As if to drive home the point, Heather Brooke of Your Right To Know seems to have found herself on the wrong end of the MSM’s paranoia about litigation for doing nothing more than expressing an opinion about a recent, and well-documented libel action:
Well no sooner do I write about England’s draconian libel laws and the chilling effect they have on freedom of expression then I hear word that the solicitor for self-proclaimed childcare ‘expert’ Gina Ford has complained to the Times about my piece and they have now removed my article from their website while they deal with the complaint.
Huh? No seriously, Ford, who sued and obtained a settlement from Mumsnet over comments posted in their forum that were removed within 24 hours of posting, has now complained, and had taken down, an article on the pernicious state of the UK’s libel laws for no other reason than the fact that Heather refers to her lawsuit against Mumsnet as an example or precisely how the current construction of libel/defamation, in which the defendent has to ‘prove their innocence’ – it a tad more complex than that but that’s the general gist – is unfair and biased in favour of the rich and shameless.
I think you can guess what’s coming next… notwithstanding the matter of copyright, I think it’s time for another ‘I’m Spartacus’ moment, so here’s Heather’s article from the Times, in full.
England, home of the mother of all injustices
The Times, May 14, 2007
By Heather Brooke
The libel laws are an abomination. They favour rich, litigious bullies at the expense of free expression. Even a website for mothers to chatter on is fair game to this draconian law.
Last week mumsnet.com was forced to pay a five-figure sum for comments posted on its chat site. It stood by the comments but this law is such an ass that the burden of proof rests solely with the defendant.
Meanwhile, claimants can make their allegations free from evidential proof. Their opinion is all that counts. They do not have to prove the comments are false. They don’t even have to show any harm to their reputation. I can think of no other area in law in which an individual’s spurious opinion outweighs the greater public good of truth and justice.

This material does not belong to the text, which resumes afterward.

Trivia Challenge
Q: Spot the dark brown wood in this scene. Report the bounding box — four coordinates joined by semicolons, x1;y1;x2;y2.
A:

The Mumsnet case makes clear how libel affects everyone, not just journalists or those working in the traditional media. More and more of us, thanks to the growing ubiquity of blogs, chat groups and web forums, are vulnerable to this nefarious law. And while big media groups have deep pockets, the individual hasn’t.
If the damages don’t get the writer, then legal costs certainly will. Most writers are not rich people and so they must settle. Result: vibrant debate is quashed, truth inevitably suffers. The law is so heavily weighted against freedom of expression that all writers (even those hosting blogs) are being urged to buy libel insurance; the freelance chapter of the National Union of Journalists is inundated with inquiries about its new policy.
No matter that the publishers of Mumsnet didn’t even write the comments that the author Gina Ford claimed defamed her. Under the Defamation Act 1996 nonauthors can be held liable if they fail to expeditiously remove comments someone thinks are defamatory. But how quick is quick? The Mumsnet founder Justine Roberts said that the comments were taken down after little more than 24 hours. Yet the vagueness of the law means she would have to go to court to prove this was a reasonable time period.
As a result we now have a culture where the default position is not free speech but censorship. After the 2001 case Godfrey v. Demon Internet Ltd, all internet service providers became vulnerable to libel lawsuits if they failed to immediately censor comments that a person claimed were defamatory. Whether or not the words are true is irrelevant.
England’s libel laws have never been about protecting individuals – at least not poor or helpless individuals. They are about protecting the rich and the powerful.
A fair law would be one in which the claimant has to prove falsity, harm and malicious intention, while providing a defence for truth, reasonable care and the public interest. Then both reputations and freedom of expression could be protected. Until then, mum’s the word.